Snippets
Snippets insert text with placeholders. Jump to the next placeholder using the snip next
command. Insert a snippet by saying snip {user.snippet}
, where {user.snippet} is a snippet name.
This video demonstrates snippets.
You can find the snippets available for the active programming language with the help snip
command.
Snippets are further documented in the community snippets folder README, which describes the snippet file syntax and useful VSCode extensions for writing snippets.
Editor Support
Snippets can be inserted directly through the VSCode snippet system if you have the command server VSCode extension installed. This also lets snip next
use VSCode's support for getting to the next snippet placeholder.
Cursorless is required to wrap code in snippets (see the video or read me for details on wrapping with snippets).
Without Editor Support
Without editor support, snip next
assumes that the cursor is on the same line as the current snippet placeholder. If you move the cursor to another line first and then use snip next
, the cursor may be moved to the wrong position.

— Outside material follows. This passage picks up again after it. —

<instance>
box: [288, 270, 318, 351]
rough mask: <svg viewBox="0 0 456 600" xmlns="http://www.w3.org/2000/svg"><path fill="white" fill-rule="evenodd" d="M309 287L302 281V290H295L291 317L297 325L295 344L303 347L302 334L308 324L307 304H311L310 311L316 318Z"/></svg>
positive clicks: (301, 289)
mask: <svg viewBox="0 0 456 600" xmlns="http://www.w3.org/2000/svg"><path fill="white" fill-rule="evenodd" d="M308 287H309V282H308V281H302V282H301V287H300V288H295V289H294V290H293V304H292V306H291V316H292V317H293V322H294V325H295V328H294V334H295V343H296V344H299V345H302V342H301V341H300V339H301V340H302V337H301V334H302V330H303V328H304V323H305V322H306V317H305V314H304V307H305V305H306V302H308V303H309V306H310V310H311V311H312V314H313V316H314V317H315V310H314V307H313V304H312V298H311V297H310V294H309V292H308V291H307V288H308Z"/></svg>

Community will try to insert snippets manually without editor support. Depending on your editor's settings, inserting a snippet may insert extra delimiters and disrupt indentation. You can set the user.snippet_raw_text_paste
setting to true to always insert snippets (in contexts without editor support) through pasting, which will get correct formatting in some editors. You can also change the user.snippet_raw_text_spaces_per_tab
setting to determine how many spaces to use per tab; in most cases, you should set this to -1 to use tabs instead of spaces. Most code editors will automatically expand tabs to spaces when pasting code, if so configured. Note that you should probably adjust these settings on a per-editor basis in a separate .talon file for each editor. You might be able to further address some formatting issues from your editor not supporting snippets by using an automatic code formatting extension.